Social computing & the Enterprise

December 9, 2007

My podcast with Jon Husband on social computing continues to have a high take up, including six commentaries from Luis Suarez which start here and conclude here. Luis is also a Mac convert who works for IBM and his reflections on sitting in a room of Thinkpads is entertaining and educational. Reading the various links while working on the next release of SenseMaker™ (due in the new year with a Facebook application amongst other good things) got me thinking about some of the differences and similarities between social computing in general, and in an enterprise environment.
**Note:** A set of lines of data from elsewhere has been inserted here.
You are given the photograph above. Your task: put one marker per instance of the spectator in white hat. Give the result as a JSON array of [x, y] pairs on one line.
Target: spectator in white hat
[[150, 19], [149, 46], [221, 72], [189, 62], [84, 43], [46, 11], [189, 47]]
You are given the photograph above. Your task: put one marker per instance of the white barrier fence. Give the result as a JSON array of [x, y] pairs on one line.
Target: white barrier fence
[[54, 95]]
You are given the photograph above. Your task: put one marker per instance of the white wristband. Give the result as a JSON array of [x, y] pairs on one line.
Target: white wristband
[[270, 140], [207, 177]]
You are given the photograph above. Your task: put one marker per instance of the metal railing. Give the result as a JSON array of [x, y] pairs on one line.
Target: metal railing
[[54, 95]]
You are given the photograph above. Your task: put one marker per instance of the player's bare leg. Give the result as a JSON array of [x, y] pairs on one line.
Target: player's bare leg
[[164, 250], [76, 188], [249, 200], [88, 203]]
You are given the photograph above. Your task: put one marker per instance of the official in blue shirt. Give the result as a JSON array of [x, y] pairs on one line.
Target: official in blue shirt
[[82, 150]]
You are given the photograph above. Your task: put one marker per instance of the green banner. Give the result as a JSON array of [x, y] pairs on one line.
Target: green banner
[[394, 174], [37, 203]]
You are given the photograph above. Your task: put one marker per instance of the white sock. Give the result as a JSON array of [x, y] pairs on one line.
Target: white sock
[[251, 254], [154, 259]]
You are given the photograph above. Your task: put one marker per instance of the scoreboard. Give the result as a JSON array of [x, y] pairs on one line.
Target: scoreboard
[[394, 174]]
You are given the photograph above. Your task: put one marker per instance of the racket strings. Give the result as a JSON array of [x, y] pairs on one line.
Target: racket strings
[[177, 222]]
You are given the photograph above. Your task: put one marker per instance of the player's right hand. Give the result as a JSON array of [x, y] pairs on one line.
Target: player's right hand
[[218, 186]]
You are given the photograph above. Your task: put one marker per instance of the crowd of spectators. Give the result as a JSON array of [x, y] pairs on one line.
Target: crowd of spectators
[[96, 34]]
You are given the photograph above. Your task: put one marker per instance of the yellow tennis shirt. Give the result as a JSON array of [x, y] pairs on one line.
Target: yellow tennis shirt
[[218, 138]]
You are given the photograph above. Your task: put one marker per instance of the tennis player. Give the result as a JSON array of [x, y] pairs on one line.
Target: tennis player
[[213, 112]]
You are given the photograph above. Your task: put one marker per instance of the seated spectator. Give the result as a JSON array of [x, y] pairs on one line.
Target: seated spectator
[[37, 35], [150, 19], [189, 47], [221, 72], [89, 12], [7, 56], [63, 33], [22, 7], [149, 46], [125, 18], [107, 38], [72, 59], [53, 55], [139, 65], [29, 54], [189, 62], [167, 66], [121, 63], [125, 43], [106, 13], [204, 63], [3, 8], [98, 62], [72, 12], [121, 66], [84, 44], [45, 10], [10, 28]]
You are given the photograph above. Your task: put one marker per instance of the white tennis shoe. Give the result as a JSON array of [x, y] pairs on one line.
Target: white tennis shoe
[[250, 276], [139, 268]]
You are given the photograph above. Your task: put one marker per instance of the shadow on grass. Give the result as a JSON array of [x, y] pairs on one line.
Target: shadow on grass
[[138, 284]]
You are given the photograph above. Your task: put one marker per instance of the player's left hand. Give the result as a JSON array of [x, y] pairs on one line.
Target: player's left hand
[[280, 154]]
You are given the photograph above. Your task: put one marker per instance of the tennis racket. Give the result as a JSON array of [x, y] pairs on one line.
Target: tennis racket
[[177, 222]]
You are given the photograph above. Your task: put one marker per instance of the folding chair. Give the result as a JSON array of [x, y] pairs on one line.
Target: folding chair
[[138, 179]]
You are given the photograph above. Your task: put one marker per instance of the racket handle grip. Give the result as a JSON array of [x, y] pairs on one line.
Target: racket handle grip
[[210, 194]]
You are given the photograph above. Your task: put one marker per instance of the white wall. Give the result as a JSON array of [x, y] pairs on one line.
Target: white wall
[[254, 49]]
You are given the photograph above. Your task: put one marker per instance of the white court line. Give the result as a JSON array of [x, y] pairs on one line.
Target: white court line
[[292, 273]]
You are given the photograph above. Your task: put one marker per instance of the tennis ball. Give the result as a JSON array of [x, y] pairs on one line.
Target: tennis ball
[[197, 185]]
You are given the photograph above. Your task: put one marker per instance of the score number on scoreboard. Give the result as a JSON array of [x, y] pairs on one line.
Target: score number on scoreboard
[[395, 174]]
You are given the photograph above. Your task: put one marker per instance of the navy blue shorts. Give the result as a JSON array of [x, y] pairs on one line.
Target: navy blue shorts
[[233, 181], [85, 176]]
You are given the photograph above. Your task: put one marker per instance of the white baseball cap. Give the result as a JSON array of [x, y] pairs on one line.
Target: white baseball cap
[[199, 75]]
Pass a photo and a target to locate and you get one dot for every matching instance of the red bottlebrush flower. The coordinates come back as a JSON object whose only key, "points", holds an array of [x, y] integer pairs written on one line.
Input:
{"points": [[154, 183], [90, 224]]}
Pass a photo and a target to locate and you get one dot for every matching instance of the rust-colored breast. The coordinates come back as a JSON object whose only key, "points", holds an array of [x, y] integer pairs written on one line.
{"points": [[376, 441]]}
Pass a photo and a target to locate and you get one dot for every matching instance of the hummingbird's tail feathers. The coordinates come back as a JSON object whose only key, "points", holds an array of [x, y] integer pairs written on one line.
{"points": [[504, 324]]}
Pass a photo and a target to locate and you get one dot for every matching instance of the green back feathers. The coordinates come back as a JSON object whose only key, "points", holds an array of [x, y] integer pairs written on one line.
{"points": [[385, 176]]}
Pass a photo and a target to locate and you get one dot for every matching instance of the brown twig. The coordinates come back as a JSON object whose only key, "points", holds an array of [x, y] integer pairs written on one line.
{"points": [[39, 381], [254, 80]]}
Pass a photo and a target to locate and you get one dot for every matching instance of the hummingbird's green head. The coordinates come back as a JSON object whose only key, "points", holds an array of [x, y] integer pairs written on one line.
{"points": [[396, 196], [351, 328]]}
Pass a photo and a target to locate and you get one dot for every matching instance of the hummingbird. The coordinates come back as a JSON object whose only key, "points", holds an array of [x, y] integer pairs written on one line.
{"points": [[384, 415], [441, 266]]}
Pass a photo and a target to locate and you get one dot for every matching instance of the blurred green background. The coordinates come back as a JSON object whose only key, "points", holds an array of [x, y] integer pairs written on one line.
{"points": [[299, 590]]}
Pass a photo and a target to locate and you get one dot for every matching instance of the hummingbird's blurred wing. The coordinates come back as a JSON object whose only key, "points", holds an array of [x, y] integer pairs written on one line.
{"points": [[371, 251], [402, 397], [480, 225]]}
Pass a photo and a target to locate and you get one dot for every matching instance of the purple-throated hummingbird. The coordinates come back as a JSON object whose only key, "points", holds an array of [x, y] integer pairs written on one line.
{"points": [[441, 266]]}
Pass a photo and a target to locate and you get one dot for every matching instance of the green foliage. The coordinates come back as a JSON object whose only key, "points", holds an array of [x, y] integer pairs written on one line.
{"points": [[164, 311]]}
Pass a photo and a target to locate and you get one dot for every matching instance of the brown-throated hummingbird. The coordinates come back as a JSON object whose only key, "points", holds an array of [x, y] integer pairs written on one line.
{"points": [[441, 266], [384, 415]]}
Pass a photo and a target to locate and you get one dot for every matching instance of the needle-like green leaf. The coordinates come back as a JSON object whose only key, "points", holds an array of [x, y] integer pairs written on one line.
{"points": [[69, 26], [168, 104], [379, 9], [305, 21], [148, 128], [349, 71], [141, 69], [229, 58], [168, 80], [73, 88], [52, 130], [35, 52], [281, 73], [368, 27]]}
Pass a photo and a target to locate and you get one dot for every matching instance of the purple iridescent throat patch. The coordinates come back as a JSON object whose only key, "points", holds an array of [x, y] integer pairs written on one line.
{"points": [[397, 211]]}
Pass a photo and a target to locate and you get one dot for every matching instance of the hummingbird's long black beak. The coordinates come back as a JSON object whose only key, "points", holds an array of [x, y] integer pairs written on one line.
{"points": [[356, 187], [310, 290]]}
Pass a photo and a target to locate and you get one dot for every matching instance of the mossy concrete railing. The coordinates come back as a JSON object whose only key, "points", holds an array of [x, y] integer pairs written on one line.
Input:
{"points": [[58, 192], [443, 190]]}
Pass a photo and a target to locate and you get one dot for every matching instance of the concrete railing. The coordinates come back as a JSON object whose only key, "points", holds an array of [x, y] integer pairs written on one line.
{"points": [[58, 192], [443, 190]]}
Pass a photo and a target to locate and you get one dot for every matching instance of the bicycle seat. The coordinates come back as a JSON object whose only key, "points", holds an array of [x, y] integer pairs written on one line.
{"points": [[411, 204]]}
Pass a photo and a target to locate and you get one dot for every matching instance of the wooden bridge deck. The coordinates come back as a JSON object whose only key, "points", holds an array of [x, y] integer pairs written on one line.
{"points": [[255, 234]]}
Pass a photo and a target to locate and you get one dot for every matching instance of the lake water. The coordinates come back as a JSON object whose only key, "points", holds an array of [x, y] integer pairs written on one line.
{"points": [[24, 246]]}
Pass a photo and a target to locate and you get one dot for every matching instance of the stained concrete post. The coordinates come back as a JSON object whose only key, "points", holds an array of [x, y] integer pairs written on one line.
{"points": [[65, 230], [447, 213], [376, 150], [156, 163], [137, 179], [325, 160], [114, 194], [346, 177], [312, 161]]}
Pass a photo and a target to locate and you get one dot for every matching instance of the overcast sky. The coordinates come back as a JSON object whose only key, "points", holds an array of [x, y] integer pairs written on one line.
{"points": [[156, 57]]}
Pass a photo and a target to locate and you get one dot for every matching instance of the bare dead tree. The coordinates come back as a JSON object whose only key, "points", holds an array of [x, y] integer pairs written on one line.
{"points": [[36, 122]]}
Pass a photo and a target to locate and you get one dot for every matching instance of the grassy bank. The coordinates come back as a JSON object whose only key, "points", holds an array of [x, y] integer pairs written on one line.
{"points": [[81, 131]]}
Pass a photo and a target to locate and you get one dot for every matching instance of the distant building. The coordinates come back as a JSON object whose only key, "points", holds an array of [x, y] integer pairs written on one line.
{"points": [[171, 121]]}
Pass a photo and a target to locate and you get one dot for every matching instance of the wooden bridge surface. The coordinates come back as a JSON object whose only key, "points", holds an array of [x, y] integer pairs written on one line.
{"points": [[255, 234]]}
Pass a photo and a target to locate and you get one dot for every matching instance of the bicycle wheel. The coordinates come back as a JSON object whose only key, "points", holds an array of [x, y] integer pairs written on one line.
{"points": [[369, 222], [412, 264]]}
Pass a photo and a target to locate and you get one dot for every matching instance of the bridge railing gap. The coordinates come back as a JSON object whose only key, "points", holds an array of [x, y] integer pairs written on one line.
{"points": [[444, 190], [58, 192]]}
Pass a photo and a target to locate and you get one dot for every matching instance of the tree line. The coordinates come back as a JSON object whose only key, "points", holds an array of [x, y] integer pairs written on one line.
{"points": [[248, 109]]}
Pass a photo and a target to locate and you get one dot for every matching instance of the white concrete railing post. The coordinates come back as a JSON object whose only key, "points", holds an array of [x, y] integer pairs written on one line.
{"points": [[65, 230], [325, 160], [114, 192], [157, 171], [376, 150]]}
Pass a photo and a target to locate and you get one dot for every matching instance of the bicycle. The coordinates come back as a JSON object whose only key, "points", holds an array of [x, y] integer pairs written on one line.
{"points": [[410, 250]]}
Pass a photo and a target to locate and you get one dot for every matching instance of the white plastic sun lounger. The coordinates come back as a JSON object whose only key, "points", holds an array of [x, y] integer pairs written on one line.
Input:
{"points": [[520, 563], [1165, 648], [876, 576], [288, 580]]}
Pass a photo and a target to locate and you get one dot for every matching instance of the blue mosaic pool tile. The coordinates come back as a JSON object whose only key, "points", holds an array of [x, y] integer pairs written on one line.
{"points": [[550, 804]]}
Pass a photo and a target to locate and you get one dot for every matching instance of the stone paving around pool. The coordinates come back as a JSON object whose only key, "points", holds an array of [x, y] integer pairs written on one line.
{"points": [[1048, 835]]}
One of the nice things about the blogosphere is that when you are thinking about a subject, someone pops up with a post on the same or a related issue which helps shape your thoughts. In this case Euan questioning how people will cope when Facebook dies (in effect making the point that social computing environments are subject to the cycles of fashion) and Nick Carr commenting on a debate between Michael Krigsman and Robert Scoble. Krigsman argues (against Scoble) that the context of the enterprise is business focused, non-sexy and focused on function with a zero tolerance for failure. Carr thinks that this is a false dichotomy and cites Amazon as a commercial application which is easy to use in the manner of social computing but also provides consistency and confidentiality of data.

Now this is a very complex issue and there seems to be an increasing danger of either/or conversations prevailing over both/and, a common feature of discussions in which sufficient regard is not payed to the role of context. I want to make a brief contribution to this question, but plan to do so over several posts. I will start with five observations:

  • There is a clear need to realise that there is a difference between a large number of voluntary actors within a system and one with a more limited set of actors within a structure of purpose. Amazon is a commercial system, which also seeks to use aspects of social computing through things like the recommendation system. Now speaking personally I find this feature a pain, partly because it requires too much maintenance (I also use Amazon to buy video games as guilt presents for Huw while traveling). At the same time I do find the buy this book with another feature useful. Many aspects of tools such as Facebook work because of the sheer number of people engaged.
  • Systems with large number of people also tolerate loss of key players within limits. If some people choose not to use it, then in the wider scheme of things it doesn’t matter. In a corporation failure of a fairly small number of people, even in a large organisation can destroy a system. Of course if too many people loose patience with a social computing tool, and alternatives emerge then the position can change rapidly. This is the essence of Euan’s key point about fashion.
  • The social computing space is a complex ecology, whereas the organisation is to a degree a closed system. This creates differences, but they are not at the level of the Carr debate. Reliability, ease of use etc. are universals. The more important point is the question of responsibility and accountability. In a large organisation, particularly Government there are significant consequences for failure in many systems, as well as more generic issues of data security. I have learnt a lot (much of which I did not want to know) about my 18 year old daughter since she made me a Facebook friend. In a corporate environment that would present problems.
  • There is little interface between the formal and informal within a social environment, however in an organisation this is more problematic. Both are interdependent, and co-evolutionary in nature. An organisation will need aspects of their work incapsulated and structured in enterprise wide systems (such as SAP), those systems will in turn be dependent on interaction with informal and semi-formal collaborative and other systems for which a social computing environment is more appropriate. Boundaries create interesting evolutionary developments that can radically change the context of use and therefore the emergent properties of the system as a whole.
  • An organisation has, by definition an organising purpose or reference base to which various actions, investments and conversations can be directed and focused. In a sense social computing is a chaotic system (unconstrained agents) while the enterprise is a mixture of order (system constrains agents) and complex (loose system constraint on agents and agents constrain system). Yes I know this is a bit simplistic, and social computing is also complex, but let the simplification ride for the moment. This means there are differences between the dynamics of cause and effect and substantial issues on questions of Governance which have to be addressed in an enterprise environment.

So that is a starting point, some of the solutions are reflected in the above mentioned podcast, but its a bigger subject. I will return to this later in the week, moving from reflecting to doing.